IMAX is in the business of keeping people in suspense but stockholders are growing weary of the spine-tingling corporate sideshow. The plot thickened just as the share price was building amid speculation of a bidding war for the theatre company, which put itself up for sale in March. Shareholders stampeded to the exits when IMAX said it had yet to receive a satisfactory bid. The company also said it was co-operating with an "informal request" from the U.S. Securities and Exchange Commission (SEC) concerning an accounting issue pertaining to timing revenue recognition. The market ignored the good news - the company's report that it tripled profits in the second quarter.

* ACT VI: The Tech Rebound Celestica (TSX:CLS) $10.83 Up 21.7 per cent (on July 28, one-day move on earnings).

Long-suffering Celestica shareholders have come to expect the worst. So when the company's quarterly financial report didn't reveal any unpleasant surprises, the stock surged from a 52-week low, buoyed by a couple of analyst upgrades. Celestica beat the street estimates by a penny, with earnings of $29.1 million US or 13 cents a share, excluding restructuring charges and losses from the sale of a business unit. Quarterly revenue was $2.2 billion US. Credit Suisse raised its rating on the stock from 'underperform' to 'neutral', while Desjardin Securities boosted it from a 'hold' to a 'buy'. The Toronto-based electronics manufacturing services (EMS) firm has spent years in the stockholder doghouse since hitting $125 in 2000.

* ACT VII: The (Eskimo) Pie in the Face CoolBrands International Inc. (TSX:COB.A) $1.05 Down 66.1 per cent (year-to-date plunge).

Once the toast of Bay Street, this maker of frozen treats, including the Eskimo Pie, has become about as appealing as brain freeze to investors.

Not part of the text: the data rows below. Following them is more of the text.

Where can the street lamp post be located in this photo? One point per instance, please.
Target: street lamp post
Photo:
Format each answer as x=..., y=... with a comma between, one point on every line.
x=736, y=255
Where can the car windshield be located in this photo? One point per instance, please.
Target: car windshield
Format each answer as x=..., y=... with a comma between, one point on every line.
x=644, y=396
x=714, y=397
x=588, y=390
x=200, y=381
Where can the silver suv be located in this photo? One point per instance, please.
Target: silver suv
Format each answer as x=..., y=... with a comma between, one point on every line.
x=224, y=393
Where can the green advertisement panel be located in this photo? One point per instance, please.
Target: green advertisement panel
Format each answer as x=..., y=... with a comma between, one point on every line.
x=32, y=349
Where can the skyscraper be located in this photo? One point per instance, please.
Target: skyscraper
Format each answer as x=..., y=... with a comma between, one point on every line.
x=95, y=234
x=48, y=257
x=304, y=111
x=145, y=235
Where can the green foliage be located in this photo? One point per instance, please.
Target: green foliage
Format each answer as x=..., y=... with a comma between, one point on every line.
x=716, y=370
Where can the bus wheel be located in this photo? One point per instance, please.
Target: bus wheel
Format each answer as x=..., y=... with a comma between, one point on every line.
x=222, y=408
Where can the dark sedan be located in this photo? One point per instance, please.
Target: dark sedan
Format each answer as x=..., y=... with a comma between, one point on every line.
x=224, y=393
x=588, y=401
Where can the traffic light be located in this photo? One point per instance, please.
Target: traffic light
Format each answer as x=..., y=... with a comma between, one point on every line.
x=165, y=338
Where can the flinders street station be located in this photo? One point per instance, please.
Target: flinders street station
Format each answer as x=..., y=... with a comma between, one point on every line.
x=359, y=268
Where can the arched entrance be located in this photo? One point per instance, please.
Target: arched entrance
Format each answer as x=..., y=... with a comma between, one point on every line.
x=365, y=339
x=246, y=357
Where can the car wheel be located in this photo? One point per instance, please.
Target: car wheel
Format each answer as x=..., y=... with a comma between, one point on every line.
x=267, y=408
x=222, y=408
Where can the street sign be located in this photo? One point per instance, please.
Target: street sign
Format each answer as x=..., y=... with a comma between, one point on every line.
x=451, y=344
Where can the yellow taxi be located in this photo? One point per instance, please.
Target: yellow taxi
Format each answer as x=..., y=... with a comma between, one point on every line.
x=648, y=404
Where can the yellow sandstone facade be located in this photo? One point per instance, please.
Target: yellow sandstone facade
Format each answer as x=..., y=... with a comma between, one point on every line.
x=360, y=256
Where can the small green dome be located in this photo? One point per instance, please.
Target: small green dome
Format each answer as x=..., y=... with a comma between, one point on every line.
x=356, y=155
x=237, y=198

The latest selloff was triggered by a warning CoolBrands received from a lender over its credit agreements, something that always irritates the market. JP Morgan Chase said it "reserves the right" to terminate two credit agreements after the Markham company failed to meet certain earnings benchmarks. Just over two years ago, CoolBrands was one of the hottest stocks on the TSX, rocketing as high as $27 before it started to lose flavour with the loss of rights to the Weight Watchers brand.

* ACT VIII: The Penny Jackpot Cash Minerals (TSXV:CHX) $1.48 Up 270 per cent (year-to-date surge).

Many junior mining companies are far too modest, rarely, if ever, titillating the market with press releases. Well, Cash could never be accused of modesty. The Vancouver-based uranium exploration play has breath-lessly churned out 17 news hits since Jan. 1, much to the delight of its shareholders.

In a single week recently, the company announced it was adding 2,000 claims to its massive 40,000-hectare Yukon uranium project, accelerating its exploration by adding a drill and beefing up its exploration team. Of course, the fact that the uranium price has continued its breathless ascent hasn't hurt, either.

(Quotes are based on prices through Aug. 4 unless otherwise specified.)